Le Parlement européen a adopté, mercredi 14 juin, l’AI Act (pour Artificial Intelligence Act), un texte de régulation des intelligences artificielles. L’idée est de proposer « un cadre réglementaire pour la mise au marché avec le triptyque sécurité, santé, droits fondamentaux, résume Arnaud Latil, maître de conférences en droit public à Sorbonne Université. L’Union européenne [UE], comme ce qu’elle a fait auparavant avec le règlement général sur la protection des données, utilise avec l’AI Act la doctrine dite de l’“approche par les risques” ».
En l’état, le règlement adopté par le Parlement classe les systèmes d’intelligence artificielle (IA) selon un niveau de risque allant de « minime » à « inacceptable ». Les interdictions y sont rares : elles concernent les usages contraires aux valeurs européennes, comme les « systèmes de crédit social » ou de vidéosurveillance de masse utilisés en Chine. Les eurodéputés veulent aussi supprimer les dérogations prévues par la Commission européenne pour autoriser la reconnaissance faciale à distance des personnes dans les lieux publics par les forces de l’ordre. S’agissant des systèmes d’IA à « haut risque », ils devront se conformer au régime le plus strict en matière de transparence, de gestion des risques et de gouvernance des données.
Les organisations non gouvernementales (ONG) et la société civile restent cependant réservées, jugeant que pour la politique migratoire de l’Europe, un domaine dans lequel l’IA est déjà utilisée aux frontières de l’UE, le règlement ne donne pas suffisamment de garanties.
L’angle mort des politiques migratoires
« L’AI Act est la première loi de régulation à l’échelle régionale, et quand on voit le développement croissant des intelligences artificielles, c’est une bonne chose. Mais force est de constater qu’elle ne va pas assez loin, que le diable se cache dans les détails », regrette Petra Molnar, avocate et directrice associée du laboratoire Droit des réfugiés à l’Université York (Canada). Ici, le détail c’est l’annexe 9 de l’AI Act, par lequel le texte renonce à réglementer les IA appartenant à des systèmes informatiques à grande échelle si ceux-ci sont déjà utilisés dans le cadre de la gestion des migrations.

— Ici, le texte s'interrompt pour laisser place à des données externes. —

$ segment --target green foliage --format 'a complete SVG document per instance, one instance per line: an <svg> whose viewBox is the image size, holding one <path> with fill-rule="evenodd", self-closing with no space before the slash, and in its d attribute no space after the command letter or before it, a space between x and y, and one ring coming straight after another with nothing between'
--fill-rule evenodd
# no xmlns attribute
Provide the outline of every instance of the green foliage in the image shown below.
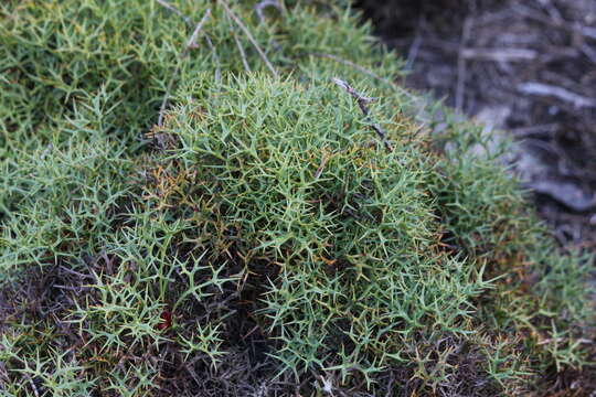
<svg viewBox="0 0 596 397"><path fill-rule="evenodd" d="M221 0L0 6L0 395L520 395L589 367L588 258L477 127L421 122L340 3L233 4L252 37Z"/></svg>

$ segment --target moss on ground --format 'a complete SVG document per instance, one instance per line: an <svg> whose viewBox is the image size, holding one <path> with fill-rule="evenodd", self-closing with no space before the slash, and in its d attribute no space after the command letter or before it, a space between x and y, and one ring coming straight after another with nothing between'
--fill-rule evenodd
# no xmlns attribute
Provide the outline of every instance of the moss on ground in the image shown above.
<svg viewBox="0 0 596 397"><path fill-rule="evenodd" d="M343 3L171 4L0 6L0 395L588 391L505 147Z"/></svg>

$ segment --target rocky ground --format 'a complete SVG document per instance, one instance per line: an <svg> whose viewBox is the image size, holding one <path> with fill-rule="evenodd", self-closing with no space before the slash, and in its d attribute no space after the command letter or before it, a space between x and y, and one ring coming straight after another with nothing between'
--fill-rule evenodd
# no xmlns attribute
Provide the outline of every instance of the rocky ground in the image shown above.
<svg viewBox="0 0 596 397"><path fill-rule="evenodd" d="M360 0L405 84L517 141L514 169L564 246L596 248L596 1Z"/></svg>

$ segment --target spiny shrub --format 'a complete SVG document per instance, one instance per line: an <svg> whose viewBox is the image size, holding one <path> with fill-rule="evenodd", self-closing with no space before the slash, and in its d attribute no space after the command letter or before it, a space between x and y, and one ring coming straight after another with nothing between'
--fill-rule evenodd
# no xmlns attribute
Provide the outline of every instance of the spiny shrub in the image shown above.
<svg viewBox="0 0 596 397"><path fill-rule="evenodd" d="M170 6L0 4L0 395L589 379L587 258L342 1Z"/></svg>

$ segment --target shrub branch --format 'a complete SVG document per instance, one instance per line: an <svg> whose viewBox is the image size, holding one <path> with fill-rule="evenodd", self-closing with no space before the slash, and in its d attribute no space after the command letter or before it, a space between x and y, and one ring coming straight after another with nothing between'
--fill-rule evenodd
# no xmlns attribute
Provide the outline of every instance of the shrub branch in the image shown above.
<svg viewBox="0 0 596 397"><path fill-rule="evenodd" d="M383 144L385 146L385 149L387 150L387 152L392 152L393 151L393 146L387 140L386 132L381 128L380 125L372 121L371 116L370 116L371 112L369 110L369 107L366 106L371 101L373 101L374 98L365 97L365 96L359 94L354 88L350 87L350 85L348 83L345 83L344 81L342 81L342 79L339 79L337 77L333 77L332 79L333 79L333 83L336 83L341 88L345 89L345 92L348 94L350 94L358 101L358 106L360 106L360 110L362 110L362 112L364 114L364 117L365 117L366 121L370 122L371 128L374 130L374 132L376 132L379 138L381 138L381 140L383 141Z"/></svg>

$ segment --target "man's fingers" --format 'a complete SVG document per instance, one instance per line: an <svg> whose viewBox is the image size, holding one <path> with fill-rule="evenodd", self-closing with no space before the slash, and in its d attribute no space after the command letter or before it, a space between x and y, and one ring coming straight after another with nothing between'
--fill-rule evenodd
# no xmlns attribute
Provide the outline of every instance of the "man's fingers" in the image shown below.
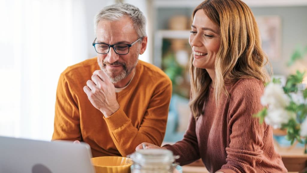
<svg viewBox="0 0 307 173"><path fill-rule="evenodd" d="M96 74L93 74L93 75L92 75L91 78L92 80L93 81L93 82L97 86L98 86L98 84L99 82L102 81L101 79Z"/></svg>
<svg viewBox="0 0 307 173"><path fill-rule="evenodd" d="M84 87L83 87L83 91L84 91L84 92L86 94L86 95L88 95L91 92L91 89L88 87L88 86L84 86Z"/></svg>
<svg viewBox="0 0 307 173"><path fill-rule="evenodd" d="M92 91L93 91L95 89L96 86L95 83L91 80L88 80L86 82L86 85Z"/></svg>
<svg viewBox="0 0 307 173"><path fill-rule="evenodd" d="M105 74L103 71L102 70L96 70L94 72L93 74L97 75L101 79L101 80L105 82L111 82L109 78Z"/></svg>

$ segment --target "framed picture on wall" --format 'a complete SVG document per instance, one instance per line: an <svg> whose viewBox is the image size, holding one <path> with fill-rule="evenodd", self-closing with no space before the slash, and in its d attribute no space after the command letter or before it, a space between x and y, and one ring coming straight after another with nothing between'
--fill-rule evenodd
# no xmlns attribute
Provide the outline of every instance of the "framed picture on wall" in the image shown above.
<svg viewBox="0 0 307 173"><path fill-rule="evenodd" d="M278 16L255 16L260 31L262 47L270 60L280 59L281 22Z"/></svg>

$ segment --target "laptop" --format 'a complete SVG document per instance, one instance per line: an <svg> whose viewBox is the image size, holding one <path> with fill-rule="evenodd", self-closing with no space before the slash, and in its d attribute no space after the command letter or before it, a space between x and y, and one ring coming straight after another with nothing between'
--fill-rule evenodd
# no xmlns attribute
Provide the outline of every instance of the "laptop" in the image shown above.
<svg viewBox="0 0 307 173"><path fill-rule="evenodd" d="M0 173L94 173L89 146L0 136Z"/></svg>

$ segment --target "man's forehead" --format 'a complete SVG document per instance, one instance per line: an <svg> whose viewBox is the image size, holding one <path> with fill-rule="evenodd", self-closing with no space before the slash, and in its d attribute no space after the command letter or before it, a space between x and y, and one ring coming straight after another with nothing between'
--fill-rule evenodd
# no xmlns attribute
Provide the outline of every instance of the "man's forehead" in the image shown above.
<svg viewBox="0 0 307 173"><path fill-rule="evenodd" d="M115 21L101 20L97 25L96 32L114 34L136 33L133 23L130 18L124 17Z"/></svg>

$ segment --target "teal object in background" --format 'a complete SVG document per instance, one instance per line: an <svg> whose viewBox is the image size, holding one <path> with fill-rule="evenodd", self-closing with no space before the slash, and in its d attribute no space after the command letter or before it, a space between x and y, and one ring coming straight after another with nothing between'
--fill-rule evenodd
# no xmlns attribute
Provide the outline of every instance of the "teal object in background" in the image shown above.
<svg viewBox="0 0 307 173"><path fill-rule="evenodd" d="M179 173L182 173L182 167L180 165L177 165L176 167L176 169L179 172Z"/></svg>
<svg viewBox="0 0 307 173"><path fill-rule="evenodd" d="M179 117L177 107L181 104L188 105L188 99L177 95L173 94L169 105L169 111L167 118L166 130L164 142L173 143L180 141L183 139L185 131L179 132L177 131ZM189 115L186 115L188 117Z"/></svg>

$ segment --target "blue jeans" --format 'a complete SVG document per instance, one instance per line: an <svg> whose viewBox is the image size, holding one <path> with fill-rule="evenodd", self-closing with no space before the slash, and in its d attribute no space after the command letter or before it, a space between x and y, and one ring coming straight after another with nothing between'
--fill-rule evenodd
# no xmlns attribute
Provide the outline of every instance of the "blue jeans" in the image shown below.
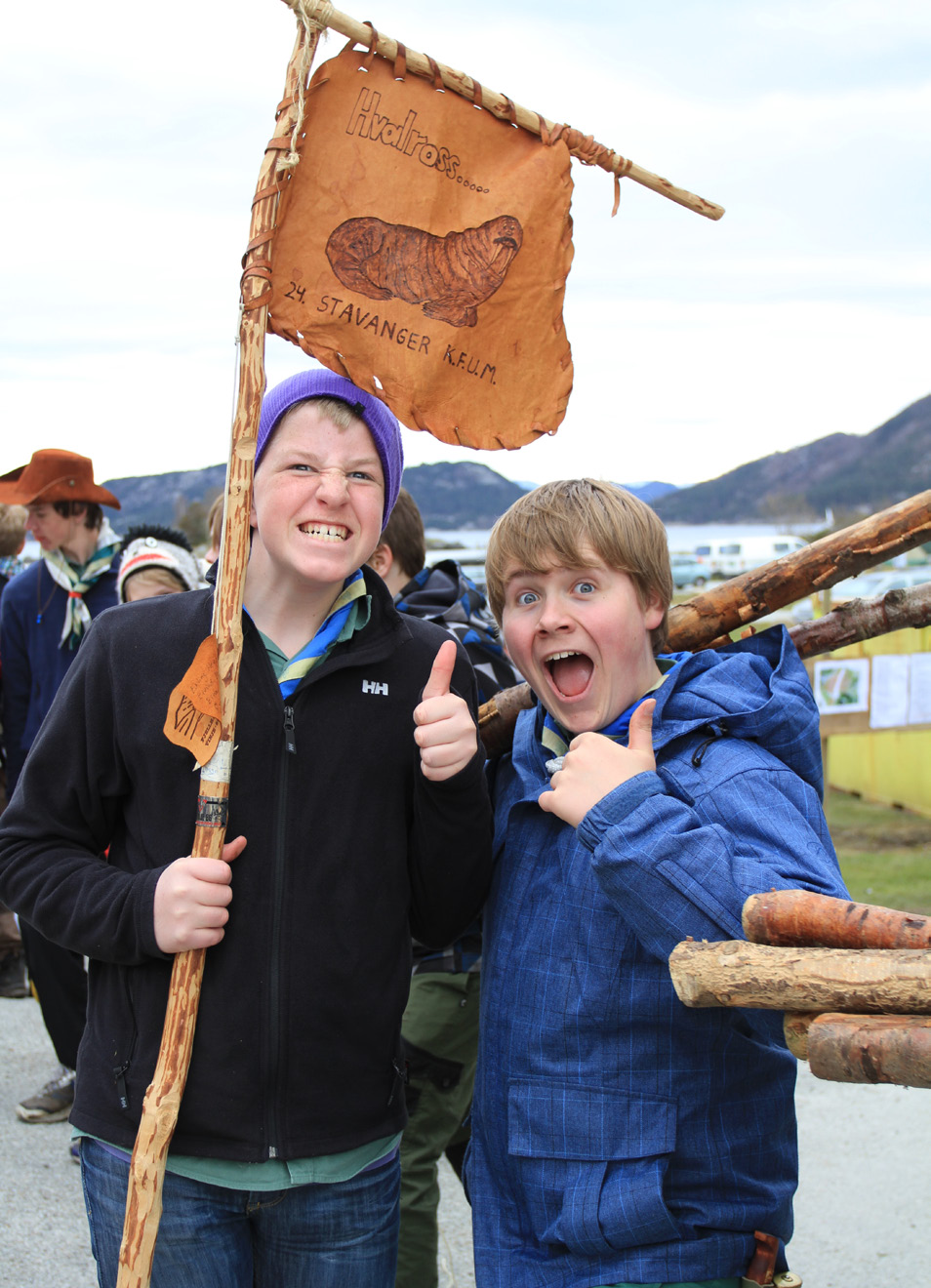
<svg viewBox="0 0 931 1288"><path fill-rule="evenodd" d="M100 1288L115 1288L129 1163L81 1141ZM165 1173L152 1288L393 1288L399 1164L259 1193Z"/></svg>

Ainsi, le sBMS, développé par les entreprises françaises Idemia et Sopra Steria, agrège les empreintes digitales et les portraits de plus de 400 millions de ressortissants de pays tiers. Or ce sont précisément ces bases de données sur lesquelles entend s’appuyer un logiciel en cours de développement depuis septembre 2020 : ITFlows, financé par l’UE à hauteur de 4,8 millions d’euros. Celui-ci mobilise une IA pour prédire des flux migratoires, identifiant ainsi les « risques de tensions » liés à l’arrivée de personnes migrantes aux frontières de l’UE.